Who’s Afraid of the Wuhan Institute of Virology?

Sam Reeves, MVC Writer

Every 3 months, like clockwork, a new trove of previously unpublicized information comes out that nudges us closer and closer to uncovering the proximal origin of SARS-CoV-2: A peculiar set of  February 2020 pneumonia records; a 2017 SARS-like coronavirus research grant; fragments of the virus detected in a European city’s April 2019 sewage samples. Whatever it is, it always seems to hint that something more is there, and that a verdict will be reached. 

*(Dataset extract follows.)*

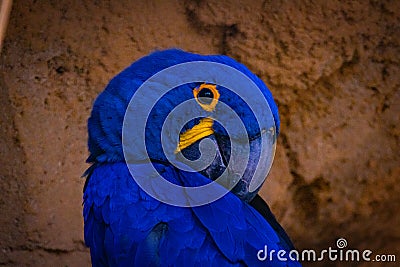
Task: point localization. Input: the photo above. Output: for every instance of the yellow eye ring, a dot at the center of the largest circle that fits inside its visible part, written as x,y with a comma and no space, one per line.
206,96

This is a humiliating cycle to witness. It is incalculably unlikely that there will ever be a conclusive, satisfying answer to the origin of SARS-CoV-2. Not only because of institutional mud, but simple impracticality. If it was of zoonotic origin, any biological record substantiating this would have been overwritten by now, and the World Health Organization is beginning to admit as much. Human contacts to animal populations introducing the virus to these populations makes it impossible to determine the direction of causality; did the bat first infect the human, or did the human infect the bat? 

Conversely, if it was a lab leak, the bureaucratic records substantiating this would have been erased since before the virus had a WHO-recognized name. The smartest people in the world work in these labs, but it is thought that they would make an oopsie this big and not pick up their breadcrumbs? Run the counterfactuals; if they had not covered their tracks, it would be known by now. Or, even if they had not, it somehow has not been publicized yet, and if it does get publicized in the future, who’s to say those documents are legitimate? Because China will certainly claim they are not, and can you blame them? Is there someone with worse enemies than Xi Jinping?

And it is okay to not have answers sometimes. The virus is here. It’s there. It’s everywhere. More importantly, it is not going away if it is discovered that it came from a lab. It is also not going away if it is discovered it came from a bat. What matters is the future. Not much is known about the future, but what is known is that there will be more viruses. If it is somehow proven that SARS-CoV-2 leaked from a lab or spilled over zoonotically, that does not render the other source an incredible threat; both have produced pandemics before. 

Quick lesson in sins of the past, and mulligans given but not leveraged: This is not the first novel coronavirus epidemic. It’s the third: SARS-CoV-1 in 2002-2003, MERS-CoV in 2012. While neither of these viruses escalated to pandemics, their emergence indicated the possibility of one.

But nature’s warning shots were mistaken for a clip of blanks. COVID’s body count is now one seventh of the Black Death’s, done in a third of the time. It is the third virus capable of doing what it is done, nearly two decades after its cover was blown, and still there was no preparation made for another novel coronavirus. For all the risk gain-of-function research takes on, the number of pandemics it has prevented is zero, perhaps even negative one.

The same mistake cannot be repeated. Another pandemic is likely, but not inevitable.

We should not let locals or tourists freely crawl caves filled with novel zoonotic respiratory virus-laden bats, and we should not let virologists play with their food in BSL-II’s. The canonical origin of SARS-CoV-2 does not impact the risk of perpetuating either of these practices. Hopelessly chasing down which one produced SARS-CoV-2 costs virologists valuable time and resources that could be used to prevent SARS-CoV-3.